Her ne kadar ittifak için birbirlerine yanaşsalar da Çin'in geçmişte Sovyetler Birliği ile aylar süren sınır çatışmaları yaşadığını da unutmamak lazım.
Yani ihtilaflı alanlar her zaman var.
Rusya ve Kuzey Kore devasa uluslararası yaptırımlara maruz kalan iki ülke.
Yanı başlarındaki Çin ise dünyaya çok geniş şekilde entegre.
Özellikle de ticaret yoluyla.
Haliyle Rusya ve Kuzey Kore için hayati bir kaynak konumundalar.
Putin ve Kim, bu nedenle dostluklarını geliştirirken Çin'i kışkırtmamaları gerektiğinin fazlasıyla farkında.

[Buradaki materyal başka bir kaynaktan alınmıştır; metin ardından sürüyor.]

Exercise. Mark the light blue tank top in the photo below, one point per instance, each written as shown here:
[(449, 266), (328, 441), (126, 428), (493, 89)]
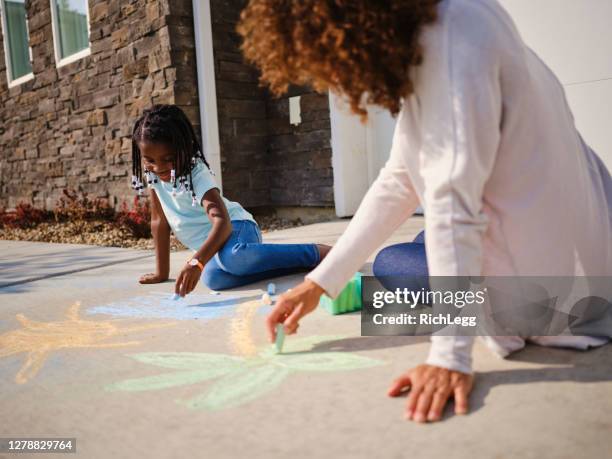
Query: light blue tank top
[(190, 223)]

Putin ve Kim'in kameralar önünde dünyaya gösterdiği o sıkı dostluğun sınırı, Çin Devlet Başkanı Şi Cinping'in tahammül sınırıyla aynı yerde.
Çünkü bir adım ötesiyle Çin'in tepkisini çekmeleri bütün küresel dengeleri altüst edebilir.
Zira Çin lideri Rusya'ya verdiği desteği kesmesi, Ukrayna'daki savaşı körükleyen teçhizatı satmayı durdurması için yoğun baskı altında.
Hatta bu amaçla kendisine bir "rüşvet" de vermeye razılar.
O rüşvet, Pekin'in yumuşak güç unsuru olarak etki alanını genişletmesi.
Ukrayna Cumhurbaşkanı Zelenskiy, "Çin savaşı durdurmak için Rusya ile aramızda arabulucu olabilir" derken, boşuna konuşmuyor.
Bir yandan Suudi Arabistan ve İran'ı normalleşmeye razı edebilen, diğer yanda Hamas ve El Fetih'i uzlaştırmak için ev sahipliği yapmaya hazırlanan Çin'in, yumuşak güç etkisini Karadeniz'in kuzeyine genişletme fırsat bulabilmesi kendisi için çok cazip.
Dünya Çin pazarına ve ürünlerine ne kadar ihtiyaç duyuyorsa, Çin'in de ekonomik büyüme için küresel satışları artırmaya, yabancı yatırıma ve yabancı turistlere ihtiyacı var.
Ve arabulucu konumuyla yumuşak güç olarak sempati toplaması, amaçlarına ulaşmayı ve ticaret hatlarının güvenliğini sağlamayı kolaylaştıracak.
Sözün özü İster Ortadoğu'da ister Uzakdoğu'da ister Batı'da olsun, herkes çok ince bir çizgi üzerinde oynayarak dengeleri korumaya, bu sırada kendi çıkarlarını genişletmeye çalışıyor.
Bu saatten sonra bu dengedeki en ufak bir bozulmanın silsile şeklinde dünyayı daha büyük kaoslara sürükleme riski var.